Methods: The study involves 35 animals that were randomly divided into five groups of seven rats each. Group I (Control): Orally administered distilled water; Group II (Induced): Administered 15 mg/kg of lead acetate (PbA) intraperitoneally; Group III (Treatment group): Orally administered 2 mL/kg of trévo for two days before co-administration with PbA for 12 consecutive days; Group IV (Treatment group): Orally administered 5 mL/kg of trévo for two days prior to coadministration with PbA for 12 consecutive days; Group V: Orally administered 5 mL/kg of trévo for 14 consecutive days. Animals were anesthetized with diether and the brain excised and processed for the following biochemical assays: Malonedialdehyde (MDA), glutathione (GSH), catalase (CAT), superoxide dismutase (SOD), glutathione-S-transferase (GT), acetylcholinesterase (AChE), beta-amyloid, glutamate, Na+/K+ ATPase, and glutamate dehydrogenase (GD).
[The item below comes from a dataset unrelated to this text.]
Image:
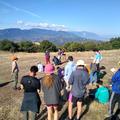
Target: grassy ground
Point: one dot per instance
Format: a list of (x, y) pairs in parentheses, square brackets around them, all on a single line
[(10, 100)]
Results: PbA caused significant oxidative stress (increased MDA concentration, decreased GSH concentration, suppressed the activity of CAT, SOD), decreased GT activity, increased activity of AChE, increased the concentration of beta-amyloid, and caused glutamate excitotoxicity (increased concentration of glutamate, decreased activity of Na+/K+ ATPase, and GD) in rat brains. Treatment with trévo at the two different doses significantly prevented oxidative damage, beta-amyloid aggregation, glutamate excitotoxicity, and acetylcholine breakdown induced by lead acetate.

Conclusion: Our findings added to the reported pharmacological activity of trévo and supported the antiaging potential of trévo.

Keywords: Acetylcholine; Antioxidant; Beta-amyloid; Caspases; Heavy metals; Neurotoxicity; Phytomedicine.